Well, shared hosting really sucks! Not for the user, you can get hosting pretty cheap these days with a lot of features. For the people that administer the server, it’s something really different. I’m the webserver admin at ULYSSIS, we are a group of crazy students that administer a bunch of servers to offer really cheap hosting to all people related to the university.
Our cheapest account gets you hosting for â‚¬7,5 a year. You’ll get 200mb quota, 1 mysql/postgresql db, vhosts, a shell account, 1 mailbox but unlimited forwarders for other email addresses. Svn repositorie(s) that aren’t included in the quota. We have between 300 and 400 accounts. Running a secure webserver for these accounts sucks!

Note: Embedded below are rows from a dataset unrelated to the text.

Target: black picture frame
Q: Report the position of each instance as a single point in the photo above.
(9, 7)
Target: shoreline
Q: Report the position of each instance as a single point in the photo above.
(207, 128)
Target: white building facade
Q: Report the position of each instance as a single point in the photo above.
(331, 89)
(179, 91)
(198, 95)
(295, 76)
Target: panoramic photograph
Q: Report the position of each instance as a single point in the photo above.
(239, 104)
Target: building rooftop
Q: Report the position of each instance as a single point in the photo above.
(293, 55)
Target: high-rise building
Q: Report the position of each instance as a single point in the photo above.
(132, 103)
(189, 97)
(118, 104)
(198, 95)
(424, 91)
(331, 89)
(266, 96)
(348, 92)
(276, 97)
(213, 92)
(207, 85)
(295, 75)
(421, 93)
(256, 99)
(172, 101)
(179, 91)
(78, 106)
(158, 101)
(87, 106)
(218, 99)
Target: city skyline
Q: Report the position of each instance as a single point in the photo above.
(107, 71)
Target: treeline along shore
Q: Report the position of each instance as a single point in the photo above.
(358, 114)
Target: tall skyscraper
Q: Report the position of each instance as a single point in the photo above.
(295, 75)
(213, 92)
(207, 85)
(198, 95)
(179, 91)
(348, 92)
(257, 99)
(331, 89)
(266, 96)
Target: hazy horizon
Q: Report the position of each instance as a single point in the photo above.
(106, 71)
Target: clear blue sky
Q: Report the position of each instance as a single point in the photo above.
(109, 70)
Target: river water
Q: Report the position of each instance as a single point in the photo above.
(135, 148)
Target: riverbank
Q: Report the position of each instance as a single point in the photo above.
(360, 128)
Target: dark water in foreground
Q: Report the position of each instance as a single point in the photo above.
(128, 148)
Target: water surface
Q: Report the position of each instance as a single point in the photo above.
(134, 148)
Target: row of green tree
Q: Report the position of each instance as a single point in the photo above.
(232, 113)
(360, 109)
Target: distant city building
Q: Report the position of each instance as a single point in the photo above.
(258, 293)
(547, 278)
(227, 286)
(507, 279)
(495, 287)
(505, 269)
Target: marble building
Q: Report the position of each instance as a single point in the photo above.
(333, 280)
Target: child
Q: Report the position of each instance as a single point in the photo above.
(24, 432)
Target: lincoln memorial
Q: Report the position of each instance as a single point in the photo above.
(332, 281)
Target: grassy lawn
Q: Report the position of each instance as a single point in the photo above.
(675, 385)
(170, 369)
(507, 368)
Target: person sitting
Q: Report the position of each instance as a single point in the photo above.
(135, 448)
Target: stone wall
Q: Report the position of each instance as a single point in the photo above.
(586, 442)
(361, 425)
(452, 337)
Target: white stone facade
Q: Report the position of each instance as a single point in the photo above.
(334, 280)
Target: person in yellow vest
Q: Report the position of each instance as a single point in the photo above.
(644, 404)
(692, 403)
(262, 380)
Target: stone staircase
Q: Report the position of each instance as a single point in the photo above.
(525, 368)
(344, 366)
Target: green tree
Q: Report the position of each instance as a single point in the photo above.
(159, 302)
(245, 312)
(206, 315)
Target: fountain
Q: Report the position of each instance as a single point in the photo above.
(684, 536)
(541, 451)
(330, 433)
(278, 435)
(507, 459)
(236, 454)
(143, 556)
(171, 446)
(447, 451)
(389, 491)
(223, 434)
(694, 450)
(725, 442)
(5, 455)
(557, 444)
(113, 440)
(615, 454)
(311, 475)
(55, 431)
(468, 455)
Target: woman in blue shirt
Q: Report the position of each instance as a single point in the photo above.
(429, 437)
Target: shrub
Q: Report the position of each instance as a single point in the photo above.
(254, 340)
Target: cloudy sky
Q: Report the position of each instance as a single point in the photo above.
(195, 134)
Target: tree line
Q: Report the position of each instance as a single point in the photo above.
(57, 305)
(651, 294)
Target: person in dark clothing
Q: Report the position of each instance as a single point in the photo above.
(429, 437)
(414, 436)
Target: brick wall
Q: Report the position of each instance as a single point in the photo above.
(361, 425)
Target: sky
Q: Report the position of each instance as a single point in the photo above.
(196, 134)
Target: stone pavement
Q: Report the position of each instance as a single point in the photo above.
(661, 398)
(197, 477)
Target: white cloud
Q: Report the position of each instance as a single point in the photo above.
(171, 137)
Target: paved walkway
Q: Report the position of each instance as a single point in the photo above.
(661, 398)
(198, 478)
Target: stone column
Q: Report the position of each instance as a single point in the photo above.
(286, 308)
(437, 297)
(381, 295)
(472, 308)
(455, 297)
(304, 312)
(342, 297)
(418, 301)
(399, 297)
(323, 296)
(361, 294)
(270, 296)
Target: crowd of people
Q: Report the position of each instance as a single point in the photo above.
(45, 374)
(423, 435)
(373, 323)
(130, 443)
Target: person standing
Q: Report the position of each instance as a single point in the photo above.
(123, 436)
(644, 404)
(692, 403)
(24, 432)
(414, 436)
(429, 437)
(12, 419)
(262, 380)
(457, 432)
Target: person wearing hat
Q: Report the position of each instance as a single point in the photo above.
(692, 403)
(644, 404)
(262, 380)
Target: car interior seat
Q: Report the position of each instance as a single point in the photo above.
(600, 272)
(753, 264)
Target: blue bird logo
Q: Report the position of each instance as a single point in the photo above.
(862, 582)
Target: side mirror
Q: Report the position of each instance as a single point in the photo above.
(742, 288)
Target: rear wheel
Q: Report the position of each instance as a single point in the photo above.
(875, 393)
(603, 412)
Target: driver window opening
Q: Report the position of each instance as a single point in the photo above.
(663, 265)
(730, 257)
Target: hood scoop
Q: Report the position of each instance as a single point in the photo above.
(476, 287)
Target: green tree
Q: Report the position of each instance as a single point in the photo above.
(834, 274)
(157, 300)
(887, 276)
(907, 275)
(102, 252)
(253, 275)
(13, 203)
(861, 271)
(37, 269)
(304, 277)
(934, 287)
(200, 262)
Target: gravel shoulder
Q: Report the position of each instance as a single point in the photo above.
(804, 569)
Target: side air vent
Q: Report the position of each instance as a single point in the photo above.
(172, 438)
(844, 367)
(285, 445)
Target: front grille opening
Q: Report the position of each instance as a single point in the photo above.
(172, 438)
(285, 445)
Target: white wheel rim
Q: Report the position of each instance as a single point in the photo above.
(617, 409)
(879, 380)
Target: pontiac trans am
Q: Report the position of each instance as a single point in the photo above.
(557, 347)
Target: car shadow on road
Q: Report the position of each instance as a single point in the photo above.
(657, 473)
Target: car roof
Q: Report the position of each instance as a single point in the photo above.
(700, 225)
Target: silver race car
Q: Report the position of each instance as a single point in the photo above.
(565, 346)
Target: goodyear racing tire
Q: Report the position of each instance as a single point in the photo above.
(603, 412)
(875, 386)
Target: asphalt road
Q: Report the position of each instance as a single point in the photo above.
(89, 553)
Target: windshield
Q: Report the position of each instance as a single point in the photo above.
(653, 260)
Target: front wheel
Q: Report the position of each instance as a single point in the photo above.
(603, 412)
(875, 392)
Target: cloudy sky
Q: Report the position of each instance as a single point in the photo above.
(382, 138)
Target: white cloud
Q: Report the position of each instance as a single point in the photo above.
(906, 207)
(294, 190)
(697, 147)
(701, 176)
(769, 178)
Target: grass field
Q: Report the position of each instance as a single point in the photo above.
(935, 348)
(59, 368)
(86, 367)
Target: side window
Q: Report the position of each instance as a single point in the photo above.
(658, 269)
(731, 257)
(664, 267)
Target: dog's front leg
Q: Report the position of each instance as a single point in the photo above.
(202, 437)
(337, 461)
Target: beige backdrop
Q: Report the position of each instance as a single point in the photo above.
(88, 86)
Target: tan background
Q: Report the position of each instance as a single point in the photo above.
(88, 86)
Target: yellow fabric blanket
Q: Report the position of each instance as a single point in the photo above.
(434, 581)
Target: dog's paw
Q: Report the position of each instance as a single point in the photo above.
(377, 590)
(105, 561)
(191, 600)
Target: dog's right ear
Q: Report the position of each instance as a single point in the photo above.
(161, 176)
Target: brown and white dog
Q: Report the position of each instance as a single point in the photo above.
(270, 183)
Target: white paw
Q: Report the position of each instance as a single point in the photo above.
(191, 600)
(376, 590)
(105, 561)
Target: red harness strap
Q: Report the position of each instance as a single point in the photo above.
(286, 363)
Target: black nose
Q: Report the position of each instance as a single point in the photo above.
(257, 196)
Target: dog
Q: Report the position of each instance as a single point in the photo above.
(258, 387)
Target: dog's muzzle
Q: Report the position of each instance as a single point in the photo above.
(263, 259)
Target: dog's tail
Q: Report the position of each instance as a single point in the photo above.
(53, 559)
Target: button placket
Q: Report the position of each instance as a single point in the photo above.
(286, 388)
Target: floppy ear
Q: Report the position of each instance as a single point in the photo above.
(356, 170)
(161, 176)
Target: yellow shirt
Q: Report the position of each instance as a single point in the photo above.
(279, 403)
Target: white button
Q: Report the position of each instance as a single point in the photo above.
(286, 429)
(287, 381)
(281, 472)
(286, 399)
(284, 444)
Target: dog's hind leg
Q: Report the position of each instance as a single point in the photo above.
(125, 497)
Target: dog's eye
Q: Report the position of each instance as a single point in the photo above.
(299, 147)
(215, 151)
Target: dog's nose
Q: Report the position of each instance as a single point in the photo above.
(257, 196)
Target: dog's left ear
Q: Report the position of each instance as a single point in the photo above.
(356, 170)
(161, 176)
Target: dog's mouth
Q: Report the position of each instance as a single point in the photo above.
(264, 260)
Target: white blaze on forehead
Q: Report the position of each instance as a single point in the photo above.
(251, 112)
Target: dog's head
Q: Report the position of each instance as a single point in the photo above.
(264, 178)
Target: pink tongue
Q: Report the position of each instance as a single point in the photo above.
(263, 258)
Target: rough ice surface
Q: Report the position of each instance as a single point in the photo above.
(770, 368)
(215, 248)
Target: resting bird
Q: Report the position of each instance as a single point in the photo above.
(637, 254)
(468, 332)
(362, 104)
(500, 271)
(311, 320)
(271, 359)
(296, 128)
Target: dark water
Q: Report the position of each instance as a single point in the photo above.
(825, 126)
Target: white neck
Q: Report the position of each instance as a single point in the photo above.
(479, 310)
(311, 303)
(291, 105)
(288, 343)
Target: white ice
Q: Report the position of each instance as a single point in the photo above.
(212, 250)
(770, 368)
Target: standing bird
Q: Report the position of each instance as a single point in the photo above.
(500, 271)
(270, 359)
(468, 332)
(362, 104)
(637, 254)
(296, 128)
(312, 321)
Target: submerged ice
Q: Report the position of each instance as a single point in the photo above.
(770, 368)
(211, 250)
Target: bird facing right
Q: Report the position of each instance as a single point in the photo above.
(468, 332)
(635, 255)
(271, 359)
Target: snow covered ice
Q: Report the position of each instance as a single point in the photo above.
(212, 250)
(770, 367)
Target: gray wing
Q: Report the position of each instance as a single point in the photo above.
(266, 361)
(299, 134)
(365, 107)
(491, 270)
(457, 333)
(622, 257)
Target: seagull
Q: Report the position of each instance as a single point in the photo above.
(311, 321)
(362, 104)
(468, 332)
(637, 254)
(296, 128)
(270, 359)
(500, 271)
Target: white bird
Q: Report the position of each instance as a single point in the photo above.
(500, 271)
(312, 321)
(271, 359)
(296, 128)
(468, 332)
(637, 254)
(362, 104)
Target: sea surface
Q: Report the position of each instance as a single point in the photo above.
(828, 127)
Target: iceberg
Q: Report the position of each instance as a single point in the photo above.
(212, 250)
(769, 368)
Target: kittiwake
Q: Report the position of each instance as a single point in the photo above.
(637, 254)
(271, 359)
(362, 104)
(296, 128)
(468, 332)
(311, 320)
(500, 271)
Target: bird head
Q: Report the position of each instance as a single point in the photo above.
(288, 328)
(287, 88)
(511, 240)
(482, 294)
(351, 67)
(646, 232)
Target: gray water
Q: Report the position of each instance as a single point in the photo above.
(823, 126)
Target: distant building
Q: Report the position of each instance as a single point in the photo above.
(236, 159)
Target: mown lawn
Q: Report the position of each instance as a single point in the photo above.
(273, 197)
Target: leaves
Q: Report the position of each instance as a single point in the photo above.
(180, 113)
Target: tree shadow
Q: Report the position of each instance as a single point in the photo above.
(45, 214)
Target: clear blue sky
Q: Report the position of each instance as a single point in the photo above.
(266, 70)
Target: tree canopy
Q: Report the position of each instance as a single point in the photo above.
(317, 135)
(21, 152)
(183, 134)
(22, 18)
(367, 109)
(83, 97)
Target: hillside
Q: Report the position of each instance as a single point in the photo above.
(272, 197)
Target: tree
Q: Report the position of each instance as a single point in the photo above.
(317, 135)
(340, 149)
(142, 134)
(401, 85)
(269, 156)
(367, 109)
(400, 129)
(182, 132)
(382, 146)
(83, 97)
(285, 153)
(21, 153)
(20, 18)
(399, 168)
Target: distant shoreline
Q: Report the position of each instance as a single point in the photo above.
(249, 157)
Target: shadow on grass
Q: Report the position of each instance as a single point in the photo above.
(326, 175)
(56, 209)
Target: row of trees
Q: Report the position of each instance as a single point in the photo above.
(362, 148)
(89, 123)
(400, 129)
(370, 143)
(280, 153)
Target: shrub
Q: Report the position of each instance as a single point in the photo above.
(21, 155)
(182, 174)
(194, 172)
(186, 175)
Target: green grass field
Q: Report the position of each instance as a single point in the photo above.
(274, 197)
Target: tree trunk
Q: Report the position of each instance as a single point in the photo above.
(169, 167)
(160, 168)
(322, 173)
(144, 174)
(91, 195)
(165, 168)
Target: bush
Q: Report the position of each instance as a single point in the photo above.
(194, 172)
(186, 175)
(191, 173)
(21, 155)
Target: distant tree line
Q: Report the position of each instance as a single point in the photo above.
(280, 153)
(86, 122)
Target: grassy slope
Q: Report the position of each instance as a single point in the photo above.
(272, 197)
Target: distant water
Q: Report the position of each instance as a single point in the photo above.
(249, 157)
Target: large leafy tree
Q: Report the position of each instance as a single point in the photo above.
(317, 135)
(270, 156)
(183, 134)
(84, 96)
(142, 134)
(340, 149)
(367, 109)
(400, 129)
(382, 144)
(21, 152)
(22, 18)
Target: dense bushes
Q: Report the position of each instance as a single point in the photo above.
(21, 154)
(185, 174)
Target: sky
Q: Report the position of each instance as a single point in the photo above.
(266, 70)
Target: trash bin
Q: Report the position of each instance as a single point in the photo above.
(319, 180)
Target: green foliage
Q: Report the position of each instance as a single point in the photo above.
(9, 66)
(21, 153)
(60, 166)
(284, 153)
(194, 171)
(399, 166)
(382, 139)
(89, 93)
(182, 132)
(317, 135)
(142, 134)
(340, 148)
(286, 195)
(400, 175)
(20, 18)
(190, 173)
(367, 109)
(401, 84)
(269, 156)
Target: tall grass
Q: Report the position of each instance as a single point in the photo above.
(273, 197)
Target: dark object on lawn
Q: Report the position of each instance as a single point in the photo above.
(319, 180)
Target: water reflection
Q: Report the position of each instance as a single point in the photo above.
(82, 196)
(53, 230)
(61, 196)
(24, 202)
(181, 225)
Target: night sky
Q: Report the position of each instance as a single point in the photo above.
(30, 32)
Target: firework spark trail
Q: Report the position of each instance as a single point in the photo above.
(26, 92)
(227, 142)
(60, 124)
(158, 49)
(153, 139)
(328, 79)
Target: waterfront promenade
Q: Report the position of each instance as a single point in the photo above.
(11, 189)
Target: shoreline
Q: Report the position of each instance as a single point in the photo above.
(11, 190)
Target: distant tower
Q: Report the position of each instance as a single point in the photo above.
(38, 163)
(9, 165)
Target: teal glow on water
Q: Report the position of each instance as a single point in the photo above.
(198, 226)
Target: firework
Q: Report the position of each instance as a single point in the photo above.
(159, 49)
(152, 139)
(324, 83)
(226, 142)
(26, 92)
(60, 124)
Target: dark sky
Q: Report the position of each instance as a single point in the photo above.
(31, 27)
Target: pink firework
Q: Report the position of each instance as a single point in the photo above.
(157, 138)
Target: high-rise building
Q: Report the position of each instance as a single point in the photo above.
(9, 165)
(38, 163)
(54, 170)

The break-in through a lame php script I wrote about two days ago was on that webserver. I’ve been putting a lot of work in securing the server to make sure that the threath of a poorly written script is reduced to it’s bare minimum. I already wrote about this patch, It’s replaced now by the filter functionality of hardened php and this patch for the mail function. Because there was an error in the mailfunction config (wrong sendmail parameters) mails from five days got bounced to the www-data user. I wrote a script to extract the original messages and sent them anyway.
Looking throug those bounced mails with grep on stuff like ‘enlarge your’, ‘blue pills’ and other keywords you probably know really wel, allowed me to find a forum that they renamed to /forum_old and placed their new on at /forum. It was a phpBB2 install that hadn’t been used for 3 years and was hacked in 2004. It generated a few dozen spam-mails to it’s old users every day. This isn’t just bad for the name of your website (it was a student organisation), it’s also a security threat for the webserver and for the all users.
So I got an idea. Because the number of users and especially the number of vhosts (everyone needs to have at least two domains to be cool these days (;), I started working on migrating all vhosts to a setup that gets it’s vhosts from ldap with mod-vhost-ldap. This got me thinking about a filter for postfix that checks the X-PHP-Script header and searches the user and it’s vhosts in ldap and check it for by piping it through spamassassin. Storing these results in a database should allow me to generate nice reports every day who is sending spam from it’s vhost and identifying the buggy webforms.
If anyone knows about such a filter for postfix or any other mta, please let me know. It really doesn’t need to have the ldap- backend. It it can generate stats on a vhost basis, that’s already more then fine and should be good starting point.